MDMA therapy guidelines

Adapted extract from a 'Psychoactive Sacraments Conference Report' by Rabbi Matthew S. Kent in The Sacred Record newsletter (March '95; Star Rt 1, Box 7X, Willcox, AZ 85643, USA), monitored for the Institute by Roger Knights.

Ann Shulgin worked as a lay therapist for several years before 1985, using mostly the drug MDMA (also known as Ecstasy) for both individual and marital problems as well as for spiritual growth.

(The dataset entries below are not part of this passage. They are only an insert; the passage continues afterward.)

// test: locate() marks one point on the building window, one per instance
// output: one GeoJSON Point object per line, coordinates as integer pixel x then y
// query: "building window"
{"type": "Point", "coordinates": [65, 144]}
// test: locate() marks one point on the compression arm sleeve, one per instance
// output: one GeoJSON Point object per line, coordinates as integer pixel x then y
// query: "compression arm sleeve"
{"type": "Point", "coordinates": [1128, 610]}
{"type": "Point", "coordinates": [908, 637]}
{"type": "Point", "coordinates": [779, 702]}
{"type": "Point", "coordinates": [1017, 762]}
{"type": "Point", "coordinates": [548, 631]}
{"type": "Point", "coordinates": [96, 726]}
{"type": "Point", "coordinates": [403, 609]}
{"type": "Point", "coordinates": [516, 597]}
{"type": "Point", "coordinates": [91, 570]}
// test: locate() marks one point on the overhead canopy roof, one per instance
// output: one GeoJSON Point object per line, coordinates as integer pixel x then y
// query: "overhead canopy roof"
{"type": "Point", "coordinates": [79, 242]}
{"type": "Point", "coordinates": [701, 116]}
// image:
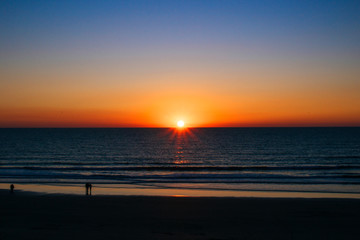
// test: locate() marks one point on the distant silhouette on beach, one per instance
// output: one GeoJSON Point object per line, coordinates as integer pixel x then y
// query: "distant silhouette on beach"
{"type": "Point", "coordinates": [88, 187]}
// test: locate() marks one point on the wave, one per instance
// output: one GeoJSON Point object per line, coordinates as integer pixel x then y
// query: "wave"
{"type": "Point", "coordinates": [182, 168]}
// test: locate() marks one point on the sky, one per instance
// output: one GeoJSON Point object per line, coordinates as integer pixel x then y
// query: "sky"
{"type": "Point", "coordinates": [152, 63]}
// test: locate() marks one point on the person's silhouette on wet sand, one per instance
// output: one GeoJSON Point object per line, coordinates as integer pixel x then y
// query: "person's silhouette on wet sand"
{"type": "Point", "coordinates": [88, 187]}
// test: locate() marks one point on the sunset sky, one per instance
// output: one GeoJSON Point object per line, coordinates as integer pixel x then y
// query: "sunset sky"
{"type": "Point", "coordinates": [152, 63]}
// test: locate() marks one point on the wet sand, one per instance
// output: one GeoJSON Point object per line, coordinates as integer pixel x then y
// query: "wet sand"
{"type": "Point", "coordinates": [48, 216]}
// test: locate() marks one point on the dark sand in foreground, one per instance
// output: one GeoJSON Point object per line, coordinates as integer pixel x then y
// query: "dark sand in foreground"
{"type": "Point", "coordinates": [26, 216]}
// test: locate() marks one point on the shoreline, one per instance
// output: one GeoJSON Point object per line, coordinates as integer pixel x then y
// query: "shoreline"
{"type": "Point", "coordinates": [131, 190]}
{"type": "Point", "coordinates": [64, 216]}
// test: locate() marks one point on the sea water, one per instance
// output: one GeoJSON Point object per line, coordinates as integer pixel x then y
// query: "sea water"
{"type": "Point", "coordinates": [237, 159]}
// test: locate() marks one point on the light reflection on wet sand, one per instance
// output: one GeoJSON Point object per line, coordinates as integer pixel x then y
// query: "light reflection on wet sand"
{"type": "Point", "coordinates": [130, 190]}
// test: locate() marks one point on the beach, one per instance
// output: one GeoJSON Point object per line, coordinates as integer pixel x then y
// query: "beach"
{"type": "Point", "coordinates": [65, 216]}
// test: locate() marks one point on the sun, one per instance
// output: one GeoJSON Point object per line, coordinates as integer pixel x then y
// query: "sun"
{"type": "Point", "coordinates": [181, 123]}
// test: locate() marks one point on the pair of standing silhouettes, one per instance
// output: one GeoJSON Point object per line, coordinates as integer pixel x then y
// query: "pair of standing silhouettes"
{"type": "Point", "coordinates": [88, 187]}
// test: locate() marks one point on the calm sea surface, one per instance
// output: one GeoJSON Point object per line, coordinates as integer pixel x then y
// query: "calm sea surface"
{"type": "Point", "coordinates": [288, 159]}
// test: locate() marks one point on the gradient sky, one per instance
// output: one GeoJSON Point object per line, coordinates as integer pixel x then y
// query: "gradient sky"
{"type": "Point", "coordinates": [151, 63]}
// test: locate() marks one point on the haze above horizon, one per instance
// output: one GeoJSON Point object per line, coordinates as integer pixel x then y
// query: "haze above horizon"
{"type": "Point", "coordinates": [154, 63]}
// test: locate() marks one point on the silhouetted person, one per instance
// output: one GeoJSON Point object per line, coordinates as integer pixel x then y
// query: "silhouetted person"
{"type": "Point", "coordinates": [87, 186]}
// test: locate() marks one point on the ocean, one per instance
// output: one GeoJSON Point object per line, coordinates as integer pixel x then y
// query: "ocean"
{"type": "Point", "coordinates": [237, 159]}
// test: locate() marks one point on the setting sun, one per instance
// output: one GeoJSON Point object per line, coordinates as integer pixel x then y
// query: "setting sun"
{"type": "Point", "coordinates": [181, 123]}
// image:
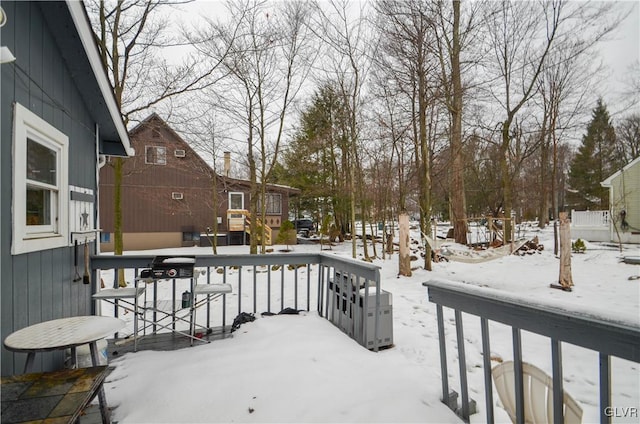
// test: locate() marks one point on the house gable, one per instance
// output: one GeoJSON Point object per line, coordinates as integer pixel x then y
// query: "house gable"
{"type": "Point", "coordinates": [167, 192]}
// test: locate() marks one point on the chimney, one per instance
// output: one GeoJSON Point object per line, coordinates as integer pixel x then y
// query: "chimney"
{"type": "Point", "coordinates": [227, 163]}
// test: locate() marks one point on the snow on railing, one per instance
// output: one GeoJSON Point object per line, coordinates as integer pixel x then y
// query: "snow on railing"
{"type": "Point", "coordinates": [560, 324]}
{"type": "Point", "coordinates": [589, 218]}
{"type": "Point", "coordinates": [299, 281]}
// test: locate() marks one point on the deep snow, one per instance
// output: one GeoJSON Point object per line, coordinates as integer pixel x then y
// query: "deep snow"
{"type": "Point", "coordinates": [300, 368]}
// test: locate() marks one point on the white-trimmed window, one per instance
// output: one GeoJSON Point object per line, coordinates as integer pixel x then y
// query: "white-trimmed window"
{"type": "Point", "coordinates": [236, 200]}
{"type": "Point", "coordinates": [273, 202]}
{"type": "Point", "coordinates": [155, 155]}
{"type": "Point", "coordinates": [40, 184]}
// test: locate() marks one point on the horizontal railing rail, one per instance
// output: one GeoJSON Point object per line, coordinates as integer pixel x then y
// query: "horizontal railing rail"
{"type": "Point", "coordinates": [607, 337]}
{"type": "Point", "coordinates": [312, 276]}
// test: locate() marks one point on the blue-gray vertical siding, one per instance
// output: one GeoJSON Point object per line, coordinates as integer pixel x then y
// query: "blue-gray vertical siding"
{"type": "Point", "coordinates": [38, 286]}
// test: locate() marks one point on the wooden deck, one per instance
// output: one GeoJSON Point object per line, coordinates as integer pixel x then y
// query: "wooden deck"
{"type": "Point", "coordinates": [161, 342]}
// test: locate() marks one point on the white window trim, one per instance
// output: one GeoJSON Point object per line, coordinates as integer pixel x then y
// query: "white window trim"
{"type": "Point", "coordinates": [236, 192]}
{"type": "Point", "coordinates": [27, 124]}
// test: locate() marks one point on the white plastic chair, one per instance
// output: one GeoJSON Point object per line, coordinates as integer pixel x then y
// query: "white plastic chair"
{"type": "Point", "coordinates": [538, 394]}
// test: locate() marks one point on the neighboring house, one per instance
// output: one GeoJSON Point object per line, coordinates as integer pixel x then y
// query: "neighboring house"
{"type": "Point", "coordinates": [624, 201]}
{"type": "Point", "coordinates": [167, 196]}
{"type": "Point", "coordinates": [58, 115]}
{"type": "Point", "coordinates": [622, 222]}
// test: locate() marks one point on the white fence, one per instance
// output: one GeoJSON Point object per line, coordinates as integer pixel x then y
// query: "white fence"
{"type": "Point", "coordinates": [590, 225]}
{"type": "Point", "coordinates": [590, 218]}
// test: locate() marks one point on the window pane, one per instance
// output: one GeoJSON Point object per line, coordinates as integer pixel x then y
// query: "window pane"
{"type": "Point", "coordinates": [156, 155]}
{"type": "Point", "coordinates": [235, 201]}
{"type": "Point", "coordinates": [38, 206]}
{"type": "Point", "coordinates": [41, 163]}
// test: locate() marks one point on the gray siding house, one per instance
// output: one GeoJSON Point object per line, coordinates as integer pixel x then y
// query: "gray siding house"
{"type": "Point", "coordinates": [58, 118]}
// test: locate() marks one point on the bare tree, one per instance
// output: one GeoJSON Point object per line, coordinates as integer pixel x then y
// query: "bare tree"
{"type": "Point", "coordinates": [130, 36]}
{"type": "Point", "coordinates": [342, 30]}
{"type": "Point", "coordinates": [268, 61]}
{"type": "Point", "coordinates": [407, 38]}
{"type": "Point", "coordinates": [521, 37]}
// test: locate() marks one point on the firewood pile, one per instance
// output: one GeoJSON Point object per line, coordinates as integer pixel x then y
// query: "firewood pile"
{"type": "Point", "coordinates": [530, 247]}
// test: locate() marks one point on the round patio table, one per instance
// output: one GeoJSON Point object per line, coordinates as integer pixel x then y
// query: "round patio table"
{"type": "Point", "coordinates": [63, 333]}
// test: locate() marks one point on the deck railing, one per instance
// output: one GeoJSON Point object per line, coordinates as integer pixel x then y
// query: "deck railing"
{"type": "Point", "coordinates": [268, 283]}
{"type": "Point", "coordinates": [605, 337]}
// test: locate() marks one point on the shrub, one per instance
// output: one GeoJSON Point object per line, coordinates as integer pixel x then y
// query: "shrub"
{"type": "Point", "coordinates": [578, 246]}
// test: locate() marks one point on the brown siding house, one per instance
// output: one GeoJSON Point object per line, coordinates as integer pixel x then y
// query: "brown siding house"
{"type": "Point", "coordinates": [167, 195]}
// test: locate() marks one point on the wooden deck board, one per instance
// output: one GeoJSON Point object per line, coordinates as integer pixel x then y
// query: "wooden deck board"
{"type": "Point", "coordinates": [162, 341]}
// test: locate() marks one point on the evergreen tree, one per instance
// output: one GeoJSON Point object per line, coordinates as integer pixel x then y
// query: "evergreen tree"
{"type": "Point", "coordinates": [594, 162]}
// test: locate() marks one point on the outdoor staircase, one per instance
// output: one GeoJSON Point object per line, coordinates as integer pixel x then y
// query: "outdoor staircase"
{"type": "Point", "coordinates": [240, 220]}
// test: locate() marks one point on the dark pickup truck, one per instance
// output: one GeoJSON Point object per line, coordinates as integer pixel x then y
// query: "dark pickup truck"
{"type": "Point", "coordinates": [304, 226]}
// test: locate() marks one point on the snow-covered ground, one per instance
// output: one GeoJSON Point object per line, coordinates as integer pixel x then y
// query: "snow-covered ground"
{"type": "Point", "coordinates": [300, 368]}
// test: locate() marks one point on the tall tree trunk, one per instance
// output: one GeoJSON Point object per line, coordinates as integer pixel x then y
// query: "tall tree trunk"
{"type": "Point", "coordinates": [458, 207]}
{"type": "Point", "coordinates": [506, 179]}
{"type": "Point", "coordinates": [565, 279]}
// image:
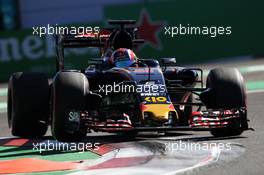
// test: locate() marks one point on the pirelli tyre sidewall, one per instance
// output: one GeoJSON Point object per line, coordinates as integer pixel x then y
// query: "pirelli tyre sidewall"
{"type": "Point", "coordinates": [69, 90]}
{"type": "Point", "coordinates": [226, 91]}
{"type": "Point", "coordinates": [28, 104]}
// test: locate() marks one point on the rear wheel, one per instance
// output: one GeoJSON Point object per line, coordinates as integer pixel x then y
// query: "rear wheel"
{"type": "Point", "coordinates": [28, 104]}
{"type": "Point", "coordinates": [69, 91]}
{"type": "Point", "coordinates": [226, 90]}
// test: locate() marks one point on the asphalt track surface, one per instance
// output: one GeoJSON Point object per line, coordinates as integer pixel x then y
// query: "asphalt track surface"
{"type": "Point", "coordinates": [246, 156]}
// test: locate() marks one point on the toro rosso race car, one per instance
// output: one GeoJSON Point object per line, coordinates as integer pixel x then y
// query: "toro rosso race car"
{"type": "Point", "coordinates": [120, 92]}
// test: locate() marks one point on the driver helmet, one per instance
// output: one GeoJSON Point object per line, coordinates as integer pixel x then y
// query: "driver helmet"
{"type": "Point", "coordinates": [123, 57]}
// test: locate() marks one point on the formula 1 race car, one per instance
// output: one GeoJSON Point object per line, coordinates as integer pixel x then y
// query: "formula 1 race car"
{"type": "Point", "coordinates": [149, 95]}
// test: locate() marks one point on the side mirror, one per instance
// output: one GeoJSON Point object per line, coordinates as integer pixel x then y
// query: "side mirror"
{"type": "Point", "coordinates": [168, 61]}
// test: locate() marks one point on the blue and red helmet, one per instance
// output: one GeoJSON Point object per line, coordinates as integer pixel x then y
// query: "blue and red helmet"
{"type": "Point", "coordinates": [123, 57]}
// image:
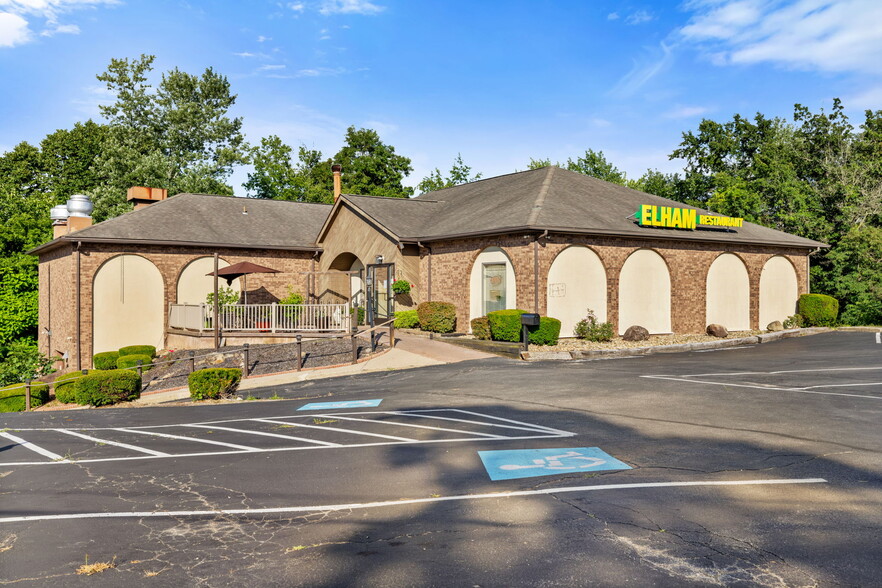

She stressed the need for a mutually agreed protocol between physician and patient before administering MDMA. This agreement included in brief, that:

(1) All sexual feelings were allowed but not to be acted out.

(2) All feelings of hostility were allowed but were not to be acted out.

(3) If the patient saw the death door they would not enter it. The therapist must extensively define the 'shadow self' and its functions. The purpose of the shadow is survival. It usually takes the form of a dark animal. This primal element of our psyche needs to be understood and embraced rather than ignored.

She said that the therapist must tell the client of the existence of the 'healer within'.

She underscored that the therapist should never cut short a session, but should continue until a breakthrough is achieved.

She concluded that in her opinion the world in general has an intense fear of the human psyche, but fortunately there are indications of slight beginnings of change.